De-programming suggestion
Here is a perfectly sensible guvmint policy, suggested by me, but I’d be happy if anyone else takes the credit for it.
Divide all “entitlement” programmes (you know who you are), by four. Cut one of these quarters each year — thus reducing the payouts by a quarter immediately, by another third at the beginning of the second year, and by half at the dawn of the third — while “downsizing” the bureaucracies that administer them, proportionately. As the fourth year begins, the programmes will end entirely, and the respective departments be donated to nature.
My “modest proposal” applies to both Dominion and Provincial governments; in the Natted States both Federal and State. Too, it would affect all Municipal budgets, insofar as they also have “entitlement” programmes. Of course, many other programmes can be cut, but we’ll do those piecemeal.
Gentle reader may ask, What to do with these vast savings? I reply, essentially, nothing. The national debt could be consolidated into a sinking fund, denominated in units of the old currency, as a new gold equivalent replaces it. The old currency will continue to trade in the free market, for whatever it will fetch; it could also be used for play money, or shipped to landfills, in boxes. In the new currency, taxes will be much lower.
May I humbly suggest a universal sales tax, say something like seven percent in aggregate, distributed to all levels of guvmint, by a fixed formula. This will cover their necessary provisions, for the military, police, courts, gaols, pageantry, &c. It will also enable us to close the income tax department, while being fully graduated: for the more you spend, the more you pay. Conversely, saving money will become cool again, especially for the deadbeat poor, always with us. The Church might want to resume her missions to them.
There are little details that I won’t go into in a short Idlepost, including the sell-off of public schools, the cancellation of all subsidies to universities, public broadcasting, &c; except to note that my proposal is humane. It gives all recipients of guvmint largesse three years to adapt to the new fiscal regime.
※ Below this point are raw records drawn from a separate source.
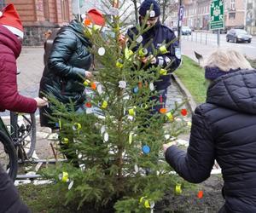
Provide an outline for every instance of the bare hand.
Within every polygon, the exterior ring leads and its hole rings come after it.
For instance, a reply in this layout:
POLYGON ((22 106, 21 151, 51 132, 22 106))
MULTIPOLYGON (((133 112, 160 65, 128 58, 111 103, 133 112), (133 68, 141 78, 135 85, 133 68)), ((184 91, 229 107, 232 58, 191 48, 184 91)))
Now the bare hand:
POLYGON ((148 57, 143 57, 143 58, 140 58, 140 60, 142 62, 143 62, 144 64, 146 64, 148 61, 150 62, 150 64, 155 64, 156 63, 156 58, 154 57, 154 55, 149 55, 148 57))
POLYGON ((155 64, 156 63, 156 58, 153 55, 148 56, 148 60, 150 60, 151 64, 155 64))
POLYGON ((47 98, 39 98, 39 97, 36 97, 34 98, 34 100, 37 101, 37 106, 38 107, 42 107, 44 106, 48 106, 48 100, 47 98))
POLYGON ((126 37, 123 34, 119 35, 119 43, 120 47, 124 47, 126 43, 126 37))
POLYGON ((85 78, 90 79, 92 78, 92 73, 89 71, 85 71, 85 78))
POLYGON ((172 145, 177 145, 176 141, 172 141, 170 143, 165 143, 163 144, 163 150, 164 150, 164 153, 166 153, 166 150, 172 145))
Many will complain, I know, but with the withdrawal of funding, the volume of their noise will be diminishing. It is like unplugging a deafening machine. They may seek replenishment from private charities (which will be paying the sales tax on what they disperse, like everyone else). Ministers of the Crown will provide colourful ideas, for what they may do with themselves.
As I further propose to cut all paycheques to elected politicians, together with their splendid retirement plans, there would anyway be a new class of politicians rising, consisting exclusively of those with pockets deep enough to afford “public service,” as opposed to those who see the chance to get rich in it. Featherbedding would thus tend to be in decline. The Auditor-General would have powers to hasten this.
In Canada, and most other Western countries, guvmints are elected for a term of about four years. My “Old Tory” coalition will be, perhaps, smaller in the fourth, at the end of which it is likely to be trounced at the polls. But who cares? Losing elections means shedding unwanted responsibilities.
While, in this fourth and final year, the opinion polls show them to have cratered, they would be focused on making such constitutional adjustments, as will prevent subsequent guvmints from attempting to restore spending on demographic or regional constituencies. On their own dime, the spokespersons for these constituencies (generally self-appointed) would be free to lobby Parliament for cash; but it would be pointless.
Or who knows? Maybe the general electorate would like the new arrangements? People can be quite eccentric, and aren’t really predictable four years in advance. “Darn,” we will say, after winning the next election by a landslide. “Four more years of dealing with these idiots.”
Still, on balance, I think getting the de-programming started would be the more formidable political task.